For a whistleblower, it was a disillusioning exit because he crushed the hopes of divorce victims who shared a similar vision but lacked his star power. In the years since, courts have continued to exploit a feudal doctrine known as parens patriae to control and program countless children. Parents have been separated from their offspring through mandatory custody classifications that pit moms against dads, parents against the state, to maximize lawyer fees and incentive grants.

These are only some of the motivations behind this book. As the author, I obtain a few dollars in royalties for each paperback sale and only pocket change for an e-book. It is easy to verify, therefore, that profit formed no part of all the hard work that went into its publication. You can educate yourself to this epidemic through this book or continue to feed into the system at many times its cost. An excerpt from Chapter 10, pg. 147 (Shark Attack) provides a colorful metaphor:

These were not courts of law, they were shark tanks. Wherever family issues could be concocted, there you’d see the feeding frenzy. In all my years on both sides of this tank I could never understand how so many intelligent parents could plunge headlong into these unholy waters only to fall victim over and over again. Even my reform allies continued to pay into this system.

They were the mammals of Seal Island waddling into the treacherous waters off South Africa, endeavoring to cross False Bay only to be scarfed up by great whites. But these court predators were nothing like the impressive sharks, they were more like the mangy buzzards of a dried-up swamp plucking away at a carcass known as divorce.

Such were the ugly thoughts cast to the wind behind me as I passed gas along with it while racing to a destiny I could never have imagined when passing my bar exam so many years ago. And I suppose that’s what made this whole ordeal so exciting in a sick sort of way. I could not envision where the next turn on my fateful journey might take me. Only months ago I was being threatened with contempt in snow country. Today I was riding aimlessly in a tropical paradise.

At the conclusion of Chapter 1, the book’s mission is well summarized:

One useful way to relate my crusade is by quoting the late New York Senate Leader Joseph Bruno from his book, Keep Swinging.
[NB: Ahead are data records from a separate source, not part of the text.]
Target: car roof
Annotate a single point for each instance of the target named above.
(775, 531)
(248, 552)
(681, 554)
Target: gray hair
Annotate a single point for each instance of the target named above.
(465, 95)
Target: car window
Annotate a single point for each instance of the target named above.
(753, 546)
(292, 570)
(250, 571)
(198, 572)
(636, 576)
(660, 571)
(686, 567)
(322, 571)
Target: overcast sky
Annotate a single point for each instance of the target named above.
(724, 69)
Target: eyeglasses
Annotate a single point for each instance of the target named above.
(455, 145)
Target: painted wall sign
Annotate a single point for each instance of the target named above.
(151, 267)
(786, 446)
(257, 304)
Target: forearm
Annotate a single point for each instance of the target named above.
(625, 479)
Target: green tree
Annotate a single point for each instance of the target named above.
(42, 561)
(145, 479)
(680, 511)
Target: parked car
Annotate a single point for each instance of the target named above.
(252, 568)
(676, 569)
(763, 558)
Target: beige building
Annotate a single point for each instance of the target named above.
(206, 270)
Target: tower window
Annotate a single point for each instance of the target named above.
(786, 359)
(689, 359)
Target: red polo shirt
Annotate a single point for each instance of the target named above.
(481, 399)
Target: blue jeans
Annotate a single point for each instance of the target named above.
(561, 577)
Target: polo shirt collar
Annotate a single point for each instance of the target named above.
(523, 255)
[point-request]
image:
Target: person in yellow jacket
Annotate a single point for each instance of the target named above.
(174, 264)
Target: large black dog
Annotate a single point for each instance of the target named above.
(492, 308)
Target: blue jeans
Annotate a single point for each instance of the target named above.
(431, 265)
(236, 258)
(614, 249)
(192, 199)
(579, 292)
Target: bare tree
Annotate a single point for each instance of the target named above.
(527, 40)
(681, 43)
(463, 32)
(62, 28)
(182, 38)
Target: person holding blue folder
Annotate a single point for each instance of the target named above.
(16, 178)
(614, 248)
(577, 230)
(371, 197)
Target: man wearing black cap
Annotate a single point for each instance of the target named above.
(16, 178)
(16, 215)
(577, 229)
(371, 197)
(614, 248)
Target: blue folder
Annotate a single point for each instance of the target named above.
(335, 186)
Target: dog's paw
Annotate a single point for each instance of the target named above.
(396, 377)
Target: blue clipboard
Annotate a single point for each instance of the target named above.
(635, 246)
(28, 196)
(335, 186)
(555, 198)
As one of the few survivors of federal criminal prosecutions against prominent state lawmakers, Joe chronicled thirty years of corruption, dysfunction, and budget impasses during his long tenure. These prosecutions cost state taxpayers many millions of dollars, demonstrating how politicians will spare no amount of other people’s money to destroy an adversary. Here is what Joe concluded before his conviction was set aside due to intervening Supreme Court precedent:

You’d get no argument from me that the New York State Senate and Assembly were in dire need of ethics reform. Yet if the citizens… ever got around to demanding those changes, it would behoove the people to pay special attention to the behavior of prosecutors and judges who cared more about making a splash in the media than they did about justice.

1. Joseph Bruno, Keep Swinging, Post Hill Press, pg. 253 (2017)
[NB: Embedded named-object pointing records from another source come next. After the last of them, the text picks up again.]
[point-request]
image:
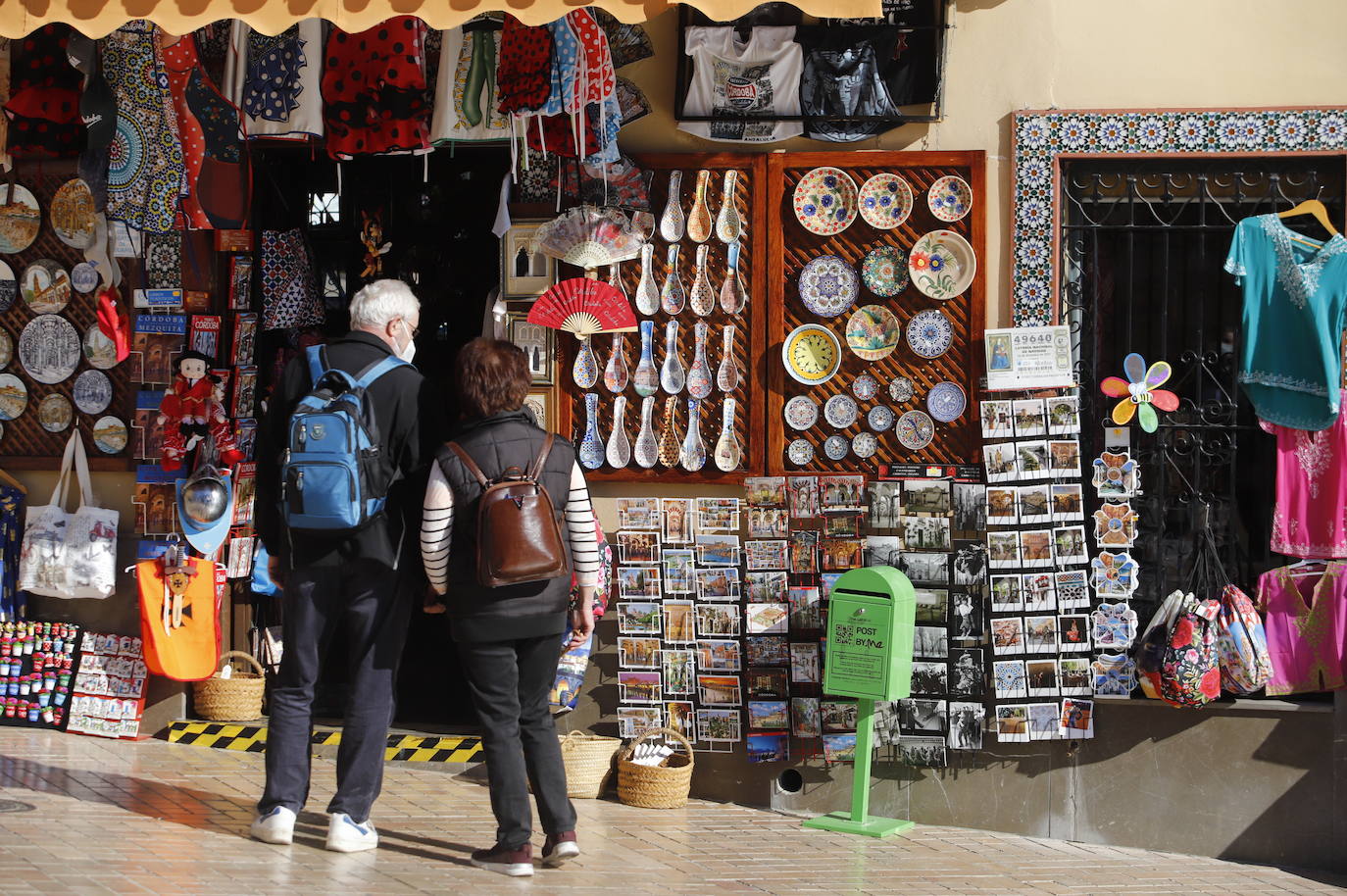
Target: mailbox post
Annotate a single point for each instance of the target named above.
(871, 628)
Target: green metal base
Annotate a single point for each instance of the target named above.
(843, 823)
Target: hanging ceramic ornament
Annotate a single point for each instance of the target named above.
(699, 223)
(671, 223)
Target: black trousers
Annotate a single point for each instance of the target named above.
(511, 682)
(317, 601)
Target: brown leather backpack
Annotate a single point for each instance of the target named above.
(518, 535)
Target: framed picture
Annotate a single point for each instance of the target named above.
(524, 271)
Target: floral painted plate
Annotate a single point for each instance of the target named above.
(929, 334)
(885, 201)
(885, 271)
(915, 430)
(802, 413)
(950, 198)
(825, 201)
(828, 286)
(942, 265)
(873, 331)
(946, 402)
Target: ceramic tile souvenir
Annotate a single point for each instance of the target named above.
(824, 201)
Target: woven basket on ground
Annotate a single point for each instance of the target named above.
(230, 700)
(665, 785)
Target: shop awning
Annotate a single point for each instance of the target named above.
(97, 18)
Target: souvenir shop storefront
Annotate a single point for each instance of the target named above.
(818, 294)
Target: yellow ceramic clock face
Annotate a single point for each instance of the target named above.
(811, 355)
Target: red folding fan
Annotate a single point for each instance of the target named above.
(583, 306)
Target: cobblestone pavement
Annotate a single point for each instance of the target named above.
(161, 818)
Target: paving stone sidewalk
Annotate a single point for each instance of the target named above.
(159, 818)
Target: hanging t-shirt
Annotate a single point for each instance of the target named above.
(760, 77)
(1295, 301)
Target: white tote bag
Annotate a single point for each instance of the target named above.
(71, 554)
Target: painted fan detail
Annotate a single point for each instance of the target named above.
(583, 308)
(1140, 391)
(589, 237)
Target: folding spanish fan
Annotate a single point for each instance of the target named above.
(583, 306)
(589, 237)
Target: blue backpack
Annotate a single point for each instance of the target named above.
(334, 475)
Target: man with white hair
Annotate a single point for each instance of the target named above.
(364, 579)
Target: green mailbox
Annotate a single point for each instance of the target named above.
(872, 616)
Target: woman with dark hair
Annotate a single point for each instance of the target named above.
(510, 637)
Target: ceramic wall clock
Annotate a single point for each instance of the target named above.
(873, 331)
(827, 286)
(885, 201)
(950, 198)
(811, 355)
(942, 265)
(825, 201)
(929, 334)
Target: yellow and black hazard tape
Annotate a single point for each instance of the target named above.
(400, 748)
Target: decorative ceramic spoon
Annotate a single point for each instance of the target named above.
(727, 374)
(733, 292)
(727, 224)
(615, 373)
(673, 376)
(669, 438)
(591, 449)
(727, 452)
(692, 457)
(647, 291)
(647, 377)
(585, 371)
(702, 298)
(671, 223)
(619, 449)
(674, 297)
(647, 449)
(699, 223)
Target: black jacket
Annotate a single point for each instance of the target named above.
(409, 418)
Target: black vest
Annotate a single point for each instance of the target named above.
(528, 609)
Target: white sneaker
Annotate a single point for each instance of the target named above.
(345, 835)
(276, 826)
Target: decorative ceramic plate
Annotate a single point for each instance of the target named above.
(929, 334)
(46, 286)
(881, 418)
(799, 452)
(885, 271)
(885, 201)
(14, 396)
(865, 387)
(802, 413)
(828, 286)
(873, 331)
(109, 434)
(824, 201)
(942, 265)
(93, 392)
(950, 198)
(946, 402)
(21, 219)
(54, 413)
(915, 430)
(811, 353)
(49, 348)
(865, 445)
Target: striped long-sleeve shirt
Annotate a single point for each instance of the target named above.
(438, 529)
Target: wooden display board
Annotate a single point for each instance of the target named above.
(791, 247)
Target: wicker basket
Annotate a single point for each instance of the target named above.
(230, 700)
(665, 785)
Well this book is about justice and that “special attention” from our citizenry, a collection of shocking stories which reduced a prominent lawyer and model parent into a bankrupt fugitive. It explains why Joe suffered as he did in court after remaining oblivious to all those citizens who complained before the very commissions he helped create. It details the potential consequences for those who truly care about abused children and seriously act to reform our courts.

It is also a story of love and devotion. You can send a man across the world, and he’ll sacrifice his life in the war on terrorism. Cultivate violence through draconian laws or false charges, still he’ll risk himself in the name of public safety. You can even revive debtor prisons under pretext of child support, and he’ll do his time under protest. But never come between a daddy and his little girls. Even when they’re ninety years of age, he’s building mansions for them in heaven.